Data: 2006-09-08 16:20:39
Temat: Re: Samobój
Od: "Justyna N" <c...@p...pl>
Pokaż wszystkie nagłówki
Użytkownik "michal" <6...@g...pl> napisał w wiadomości
news:4500927e$0$17970$f69f905@mamut2.aster.pl...
>
>> Nie, bo uważasz, że akurat Ciebie to ominie, a jeżeli spotka Cię coś
>> takiego
>> to będziesz lepszy, wytrzymalszy od tych co to przeżyli i nie wytrzymali.
>
> Ale ja nie uważam, że to mnie ominie ani że mnie nie spotka. Mnie to nie
> ominęło
> i spotkało. I coś tam nauczyło. Z doświadczenia wiem, jak się podnosić i
> jak
> radzić sobie z przeciwnościami. To, że wszystkie moje dzieci żyją nie
> znaczy, że gówno wiem o życiu... :))
>
Raczej, że nie wiesz co znaczy stanąć na skraju.
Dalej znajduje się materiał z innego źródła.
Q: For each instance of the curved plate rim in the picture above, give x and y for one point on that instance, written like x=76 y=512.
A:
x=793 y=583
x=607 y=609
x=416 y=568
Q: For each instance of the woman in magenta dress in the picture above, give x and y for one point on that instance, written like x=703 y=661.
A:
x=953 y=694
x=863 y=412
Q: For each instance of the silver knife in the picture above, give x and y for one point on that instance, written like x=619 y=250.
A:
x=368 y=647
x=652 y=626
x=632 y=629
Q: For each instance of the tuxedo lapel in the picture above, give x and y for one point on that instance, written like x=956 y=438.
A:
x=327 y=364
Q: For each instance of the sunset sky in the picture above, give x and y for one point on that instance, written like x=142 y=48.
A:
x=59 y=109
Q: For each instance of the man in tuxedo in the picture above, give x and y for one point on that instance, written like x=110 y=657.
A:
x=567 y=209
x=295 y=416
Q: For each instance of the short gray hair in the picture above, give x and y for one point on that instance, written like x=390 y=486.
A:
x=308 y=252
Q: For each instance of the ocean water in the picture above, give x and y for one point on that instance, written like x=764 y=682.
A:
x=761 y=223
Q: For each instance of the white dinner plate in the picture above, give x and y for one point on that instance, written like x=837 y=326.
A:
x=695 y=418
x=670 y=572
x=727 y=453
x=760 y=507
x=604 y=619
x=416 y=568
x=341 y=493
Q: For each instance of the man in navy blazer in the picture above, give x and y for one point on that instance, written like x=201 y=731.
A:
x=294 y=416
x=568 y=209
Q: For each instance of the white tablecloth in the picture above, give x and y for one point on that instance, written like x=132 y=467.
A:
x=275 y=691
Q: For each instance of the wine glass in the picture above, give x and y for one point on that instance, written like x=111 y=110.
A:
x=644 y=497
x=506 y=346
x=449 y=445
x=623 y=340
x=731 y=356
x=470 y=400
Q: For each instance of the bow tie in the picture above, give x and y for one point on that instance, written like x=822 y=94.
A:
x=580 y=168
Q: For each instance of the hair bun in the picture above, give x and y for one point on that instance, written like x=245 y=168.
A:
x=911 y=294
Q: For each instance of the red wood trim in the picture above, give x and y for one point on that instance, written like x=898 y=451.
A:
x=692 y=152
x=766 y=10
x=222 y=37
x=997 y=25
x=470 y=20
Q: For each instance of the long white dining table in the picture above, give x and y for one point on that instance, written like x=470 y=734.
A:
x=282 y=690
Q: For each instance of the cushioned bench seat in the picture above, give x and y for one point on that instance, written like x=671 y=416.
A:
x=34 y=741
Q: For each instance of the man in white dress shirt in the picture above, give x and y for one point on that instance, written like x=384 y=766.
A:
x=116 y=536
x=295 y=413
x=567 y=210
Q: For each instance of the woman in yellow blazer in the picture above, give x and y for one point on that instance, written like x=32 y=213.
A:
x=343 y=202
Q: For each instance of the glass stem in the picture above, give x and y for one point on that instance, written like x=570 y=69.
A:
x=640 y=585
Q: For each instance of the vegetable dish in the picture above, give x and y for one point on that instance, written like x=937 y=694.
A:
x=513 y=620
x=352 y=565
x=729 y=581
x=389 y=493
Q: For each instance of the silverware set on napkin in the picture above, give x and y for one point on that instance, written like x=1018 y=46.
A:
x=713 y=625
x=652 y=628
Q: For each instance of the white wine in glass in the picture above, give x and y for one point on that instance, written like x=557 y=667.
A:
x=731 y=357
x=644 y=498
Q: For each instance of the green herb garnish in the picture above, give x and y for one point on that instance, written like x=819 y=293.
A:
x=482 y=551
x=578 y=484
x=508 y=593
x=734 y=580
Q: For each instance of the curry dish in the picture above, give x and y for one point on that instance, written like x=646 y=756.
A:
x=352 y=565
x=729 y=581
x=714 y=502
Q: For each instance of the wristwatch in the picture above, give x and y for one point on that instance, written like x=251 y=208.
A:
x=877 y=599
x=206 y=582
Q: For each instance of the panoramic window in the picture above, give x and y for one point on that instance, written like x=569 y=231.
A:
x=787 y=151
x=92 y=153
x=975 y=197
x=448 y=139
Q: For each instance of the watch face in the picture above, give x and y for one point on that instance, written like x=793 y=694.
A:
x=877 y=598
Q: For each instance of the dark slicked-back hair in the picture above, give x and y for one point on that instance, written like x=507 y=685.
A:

W sytuacji bez wyjścia.
Zarzucasz innym brak wyobraźni, ale to, że ktoś na drugim końcu świata traci
całą rodzinę nie pomaga, gdy nawet mniej traumatyczna sytuacja dotyka
Ciebie.
Z doświadczenia wiem, że najtrwardsze drzewo łamie się pod nawałnicą..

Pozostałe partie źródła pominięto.